The world is a big, spinning, ball of molten rock, with large rocky tectonic plates floating on top, and a big blob of solid iron in the middle. Although there is some argument as to what it is that causes these vast tectonic plates to move against each other, it is generally argued that there are convection currents in the earth's mantle (the layer just below the crust), creating a similar effect to what happens when you put milk in a cup of coffee. These swirling currents beneath the crust cause the plates to move against each other, and this huge build up of friction and heat on the plate boundaries is what causes volcanoes and earthquakes to appear.
There are a number of different types of "margins" which describe the different ways plates move against each other, and the different margins create different volcanic activity.
1. At a destructive margin, one plate is pushed under another, and the immense heat from the friction destroys the plate's edge (hence the name). This creates a large mass of magma (molten rock) under the plate. The pressure from the plate being driven down, and also the force from the earth spinning drives the magma up through cracks in the plate to near the surface, where it collects in a magma chamber. When the pressure from below becomes too much, or the volcano is dislodged by a landslide or earthquake, the magma blasts the top off the volcano, or blasts forth from a crack.

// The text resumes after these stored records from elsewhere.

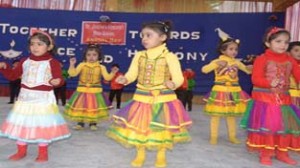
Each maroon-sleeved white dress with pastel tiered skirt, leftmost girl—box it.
[0,54,71,143]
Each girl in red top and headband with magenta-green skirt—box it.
[241,27,300,165]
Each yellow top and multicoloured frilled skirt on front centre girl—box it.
[107,44,192,150]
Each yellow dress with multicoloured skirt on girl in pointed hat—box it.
[202,55,251,117]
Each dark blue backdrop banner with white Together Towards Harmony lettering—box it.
[0,8,285,94]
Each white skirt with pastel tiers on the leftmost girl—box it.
[0,88,71,143]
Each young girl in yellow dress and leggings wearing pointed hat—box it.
[202,31,251,145]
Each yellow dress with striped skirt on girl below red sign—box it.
[64,61,114,123]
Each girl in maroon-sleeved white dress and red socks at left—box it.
[0,30,70,162]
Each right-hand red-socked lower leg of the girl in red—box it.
[276,135,297,165]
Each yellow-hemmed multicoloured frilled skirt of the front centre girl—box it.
[107,90,192,150]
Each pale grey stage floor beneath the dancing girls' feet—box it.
[0,97,300,168]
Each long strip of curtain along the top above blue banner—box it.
[0,0,272,13]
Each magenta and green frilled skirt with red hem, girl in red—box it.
[241,88,300,151]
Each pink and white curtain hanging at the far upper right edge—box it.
[285,2,300,41]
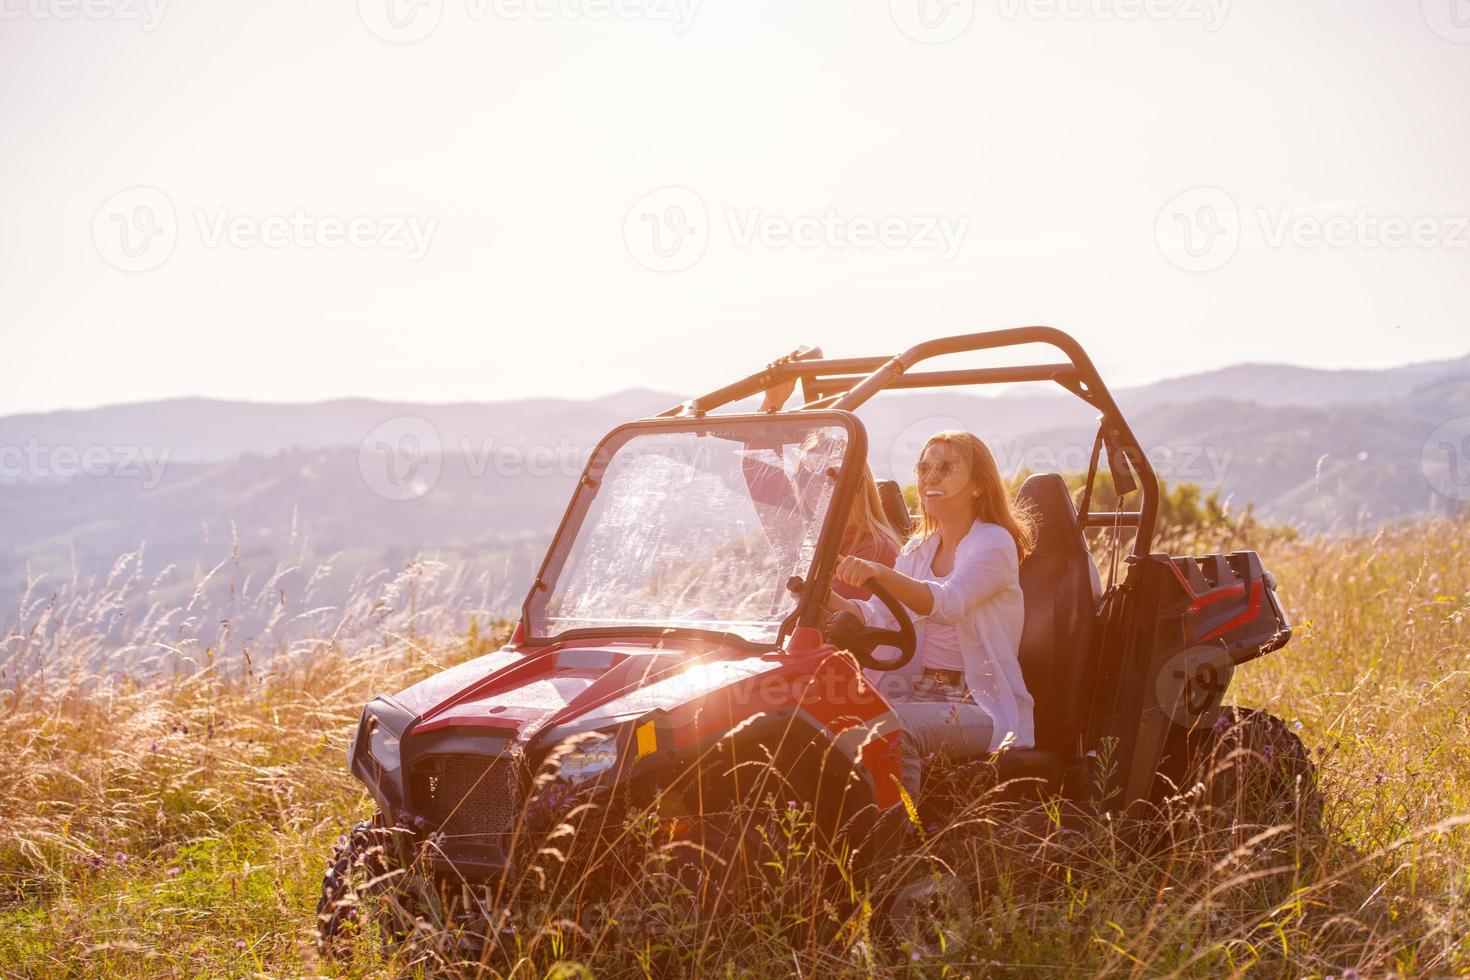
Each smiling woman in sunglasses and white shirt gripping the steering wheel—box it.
[826,430,1033,796]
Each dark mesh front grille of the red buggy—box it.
[415,754,522,843]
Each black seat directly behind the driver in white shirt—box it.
[1000,473,1097,780]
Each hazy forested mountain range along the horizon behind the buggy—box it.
[0,356,1470,628]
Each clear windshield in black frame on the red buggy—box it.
[528,417,848,644]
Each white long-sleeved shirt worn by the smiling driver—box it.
[857,520,1036,752]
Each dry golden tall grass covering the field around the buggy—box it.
[0,519,1470,977]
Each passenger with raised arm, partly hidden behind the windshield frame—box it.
[744,381,901,599]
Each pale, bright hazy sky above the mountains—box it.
[0,0,1470,413]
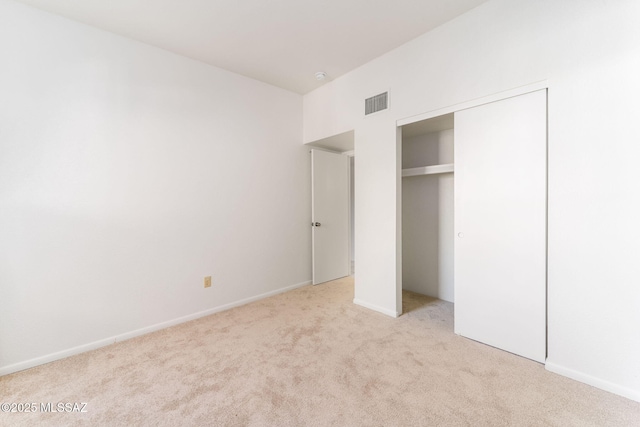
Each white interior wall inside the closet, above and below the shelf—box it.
[402,129,454,302]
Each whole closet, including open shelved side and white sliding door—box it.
[398,88,547,363]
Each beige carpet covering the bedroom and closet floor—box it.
[0,279,640,427]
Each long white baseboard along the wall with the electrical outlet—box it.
[0,280,311,376]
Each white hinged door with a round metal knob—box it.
[311,150,349,285]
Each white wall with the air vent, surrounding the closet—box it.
[304,0,640,400]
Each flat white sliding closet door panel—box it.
[454,90,547,362]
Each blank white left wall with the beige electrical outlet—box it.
[0,0,311,374]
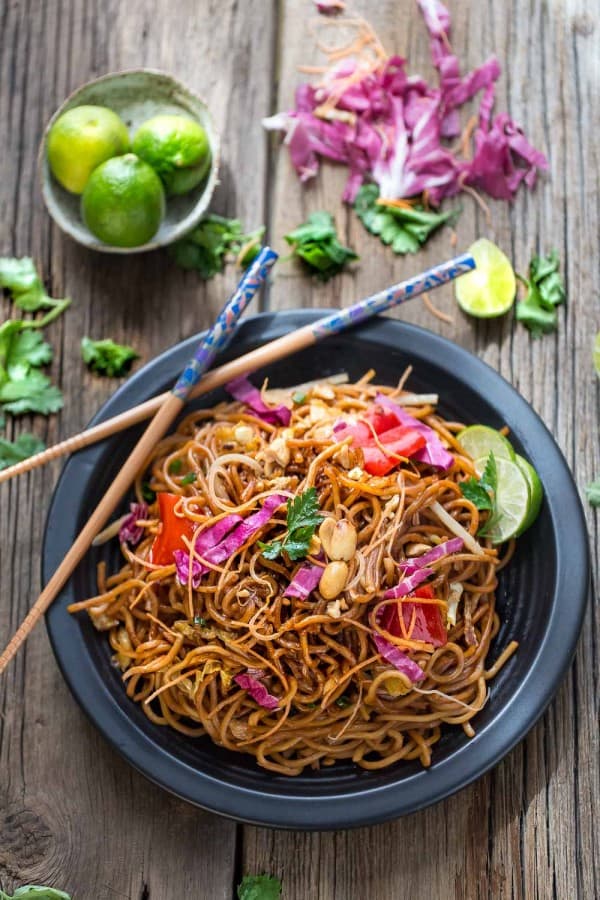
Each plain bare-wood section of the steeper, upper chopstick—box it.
[0,393,183,674]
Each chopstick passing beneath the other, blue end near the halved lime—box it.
[0,254,475,483]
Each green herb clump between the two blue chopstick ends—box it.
[285,211,358,281]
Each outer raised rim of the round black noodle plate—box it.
[42,309,590,830]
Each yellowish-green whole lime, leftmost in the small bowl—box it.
[46,106,129,194]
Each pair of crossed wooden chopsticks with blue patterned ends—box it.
[0,247,475,674]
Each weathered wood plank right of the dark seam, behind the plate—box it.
[244,0,600,900]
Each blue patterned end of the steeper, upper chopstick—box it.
[172,247,278,401]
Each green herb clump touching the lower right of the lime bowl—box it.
[169,213,265,280]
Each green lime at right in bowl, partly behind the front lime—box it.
[132,115,210,194]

The violence of these eruptions creates a steep-sided, conical volcano, as can be seen in the "Pacific ring of fire" - a ring of volcanoes along the boundaries of the Pacific plate.
2. At a constructive margin, eruptions are less exciting. The plates are being pulled away from each other, and the magma bubbles up through the gap, rather than being blasted into the air. It then forms a relatively flat volcano, known as a shield volcano, becoming wider and wider as the plates diverge. This can be seen in the Mid-Atlantic ridge, which is formed more or less entirely from magma.
3. The final type of volcano can be where a plate is stretched thin, known as a "hot-spot". This means that it is more likely that magma will find its way to the surface through cracks, and by melting pipes in the rock, and then can burst forth even where there is no plate boundary nearby. The Hawaiian islands are thought to have been created this way.
Plate tectonics as described above explains the formation of volcanoes but do not explain fully why they erupt. There are three predominant theories as to why this occurs. In reality it is probably a combination of all three that leads to an eruption:
1. The first theory argues that it is the gas that is found dissolved in magma in the earth's mantle that forces magma upwards through cracks in the crust until it builds up huge pressure below the surface. The pressure builds until the top of the volcano gets blasted clear and there is an eruption.
2. The second theory emphasises the importance of the dissolved substances in the magma. As pressure builds, water separates from the magma but other substances remain dissolved, causing a violent creation of pyroclasts, combinations of molten and solid elements, which again blasts the top off the volcano.
3. The final theory simply focuses on the fact that as more magma forms in the magma chamber below the volcano, it must push the magma that was already there upwards, and this will also cause pressure to build up below the top of the volcano, leading to an eruption.